Here's my current problem....Im tired, all the time???!! I've gained 6 pounds in the 4 weeks and I'm going to Weight Watchers!! I was at my goal and now I'm back up?!? What is going on!!?
I saw my doctor and they don't want to do blood work....I'm told to wait till the surgery!!? They won't know what course of treatment will be done till after my surgery, therefore it's best to wait? If they have to do RAI he said its better to not be on med's yet!!?
I'm so frustrated!! I had a horrible bout of hives on Sunday!? On my face, behind my ears, on my neck (on the incision), my back, abdomen and arms
The doctor said it could be stress related?! What else can happen?!? I feel so depressed
Has anyone else experienced this!?! Is it just stress ?!
What an experience this has been so far....I'm tired of being tired!!!
Sue (toddsgal)


----------



## joplin1975 (Jul 21, 2011)

I don't mean to be blunt, but I really, really don't like your doctor's approach here. I didn't start on meds after surgery because I was doing RAI (side note: my personal feeling is that if you have follicular variant, you should really consider RAI), but the between surgery and RAI was about 4-5 weeks. Not MONTHS.

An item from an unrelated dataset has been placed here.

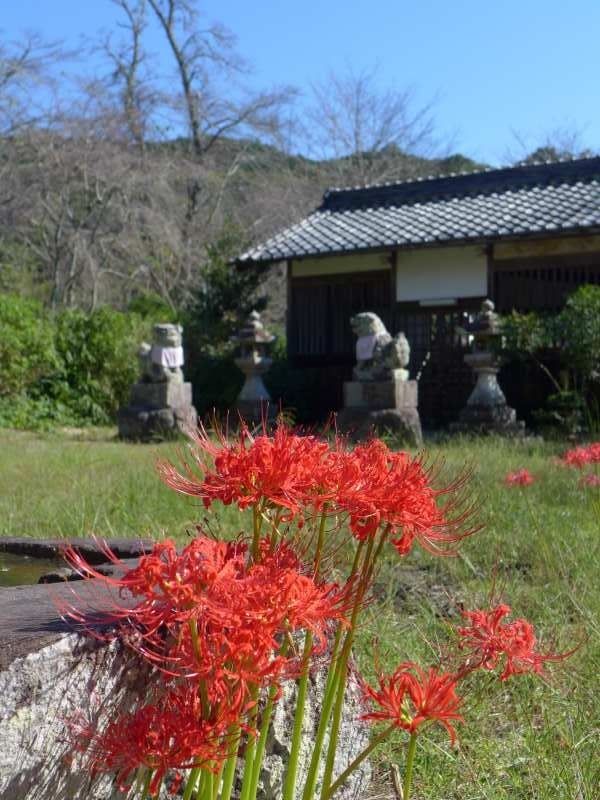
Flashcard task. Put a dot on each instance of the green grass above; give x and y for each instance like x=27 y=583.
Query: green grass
x=539 y=551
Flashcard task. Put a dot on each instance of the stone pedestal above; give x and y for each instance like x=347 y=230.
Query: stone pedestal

It seems to me that you are hypo (I had all kinds of weird skin issues when I was hypo) and to not give you meds AND makes you wait until December is absolute rubbish. Moreover, to refuse blood work is outrageous.

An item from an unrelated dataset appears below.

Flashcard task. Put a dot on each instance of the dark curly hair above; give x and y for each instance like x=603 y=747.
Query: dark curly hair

I can appreciate the difficulty in changing horses mid-stream, but can you get a second opinion?


----------



## Octavia (Aug 1, 2011)

I agree with everything joplin just said.

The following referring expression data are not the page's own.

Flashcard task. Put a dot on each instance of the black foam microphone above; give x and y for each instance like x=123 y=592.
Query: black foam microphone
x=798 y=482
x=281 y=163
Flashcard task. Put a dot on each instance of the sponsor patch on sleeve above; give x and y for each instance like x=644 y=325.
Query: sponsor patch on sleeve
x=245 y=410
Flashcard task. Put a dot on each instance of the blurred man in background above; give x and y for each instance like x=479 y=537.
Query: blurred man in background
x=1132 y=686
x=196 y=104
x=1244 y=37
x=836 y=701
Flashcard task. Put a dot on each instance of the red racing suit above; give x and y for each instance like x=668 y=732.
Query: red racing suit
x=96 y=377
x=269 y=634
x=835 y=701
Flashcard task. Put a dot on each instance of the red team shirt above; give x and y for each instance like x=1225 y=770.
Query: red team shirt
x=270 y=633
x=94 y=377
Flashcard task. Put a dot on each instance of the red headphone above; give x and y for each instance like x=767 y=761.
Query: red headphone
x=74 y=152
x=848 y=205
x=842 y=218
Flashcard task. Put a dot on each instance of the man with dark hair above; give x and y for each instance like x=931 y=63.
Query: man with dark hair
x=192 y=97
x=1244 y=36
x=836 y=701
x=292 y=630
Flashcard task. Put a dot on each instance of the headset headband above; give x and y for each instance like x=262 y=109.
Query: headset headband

This approach seems very wrong to me.

If you start on meds now, you can stop them when you have your second surgery, and you can have your RAI treatment within 3 weeks after that.


----------



## Swimmer (Sep 12, 2013)

How are you feeling now? Thinking of you. Hang in there -- lifting you up in prayer.


----------



## Andros (Aug 26, 2009)

toddsgal said:


> I need advice!! I had P/T Aug. 12 and then was told 4 weeks ago when my pathology report came back that it's cancer!
> Papillary and Follicular, I have to wait (why, I don't understand) till early December for my next surgery to remove the rest of my thyroid and check the lymph nodes!!
> Here's my current problem....Im tired, all the time???!! I've gained 6 pounds in the 4 weeks and I'm going to Weight Watchers!! I was at my goal and now I'm back up?!? What is going on!!?
> I saw my doctor and they don't want to do blood work....I'm told to wait till the surgery!!? They won't know what course of treatment will be done till after my surgery, therefore it's best to wait? If they have to do RAI he said its better to not be on med's yet!!?
> ...


That is really really not fair. Get on the big horn about this. Actually you do need thyroxine replacement to get through that surgery. The body calls upon the conversion of T4 to T3 (FREE T3, your active hormone) for good health.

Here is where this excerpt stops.